Me bastaba con disfrutar de aquel silencio, de aquel reposo lleno de misterio, que me daba la impresión de un lugar de Oriente. A la hora de las vísperas escuchaba el rumor lejano del órgano, el canto de los canónigos; veía a los mendigos envueltos en sus capas, rezando bajo una puerta primorosamente labrada, y todo esto me hacía soñar en una época pretérita y mejor.
Por la tarde iba al paseo de La Rambla, donde tocaba la música militar, y contemplaba a las señoritas de la aristocracia y a las menestralas, vestidas de negro, con unos cuerpos de diosa y la cara pálida de vivir a la sombra.
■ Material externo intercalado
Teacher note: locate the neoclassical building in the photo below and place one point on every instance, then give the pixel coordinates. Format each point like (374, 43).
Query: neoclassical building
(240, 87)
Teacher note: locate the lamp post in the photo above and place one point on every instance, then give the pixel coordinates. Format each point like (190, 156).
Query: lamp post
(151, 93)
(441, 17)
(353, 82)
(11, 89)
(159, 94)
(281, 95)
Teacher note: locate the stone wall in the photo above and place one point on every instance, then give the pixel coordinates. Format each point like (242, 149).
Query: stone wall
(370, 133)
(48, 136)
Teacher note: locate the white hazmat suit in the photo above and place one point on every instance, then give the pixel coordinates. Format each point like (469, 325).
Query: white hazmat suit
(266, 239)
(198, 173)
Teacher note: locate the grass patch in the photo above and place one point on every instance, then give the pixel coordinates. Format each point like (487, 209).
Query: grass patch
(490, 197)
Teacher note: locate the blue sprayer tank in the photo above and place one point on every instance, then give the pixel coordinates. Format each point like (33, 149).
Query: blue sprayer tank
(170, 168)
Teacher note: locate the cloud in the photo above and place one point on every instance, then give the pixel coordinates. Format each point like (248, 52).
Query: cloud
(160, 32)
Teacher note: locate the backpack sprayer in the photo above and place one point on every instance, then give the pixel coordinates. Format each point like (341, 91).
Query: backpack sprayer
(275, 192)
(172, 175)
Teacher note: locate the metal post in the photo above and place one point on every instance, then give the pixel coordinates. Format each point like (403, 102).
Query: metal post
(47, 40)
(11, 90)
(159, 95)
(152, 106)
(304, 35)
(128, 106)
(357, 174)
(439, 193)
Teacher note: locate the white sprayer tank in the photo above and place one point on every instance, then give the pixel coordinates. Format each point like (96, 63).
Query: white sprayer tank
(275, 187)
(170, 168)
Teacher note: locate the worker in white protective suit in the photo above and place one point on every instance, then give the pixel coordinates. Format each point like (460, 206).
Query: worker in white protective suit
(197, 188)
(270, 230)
Al anochecer, los días de fiesta, solíamos tener en casa alguna pequeña reunión musical, y yo tocaba el violín y Eulalia me acompañaba en el piano.
Por entonces se empezó a hablar de los carlistas catalanes Tristany, Brujó, Caballería, etc.
Entre estos había cabecillas audaces y atrevidos; pero no contaban con un hombre como los del Norte, con Zumalacárregui.
Luego, poco después, se empezó a hablar constantemente de Cabrera y de sus campañas en el Maestrazgo. A Cabrera, unos le consideraban como un monstruo, y otros, como el más acabado tipo del caudillo defensor del trono y del altar.
Zumalacárregui y Cabrera eran en este tiempo, y peleando en el mismo bando, dos símbolos de las dos corrientes opuestas y contrarias de la España clásica. El uno, la perseverancia y la visión clara y penetrante del hombre del Cantábrico; el otro, el brío, la gallardía y la fiereza del Mediterráneo. Mientrastanto, el resto de España esperaba.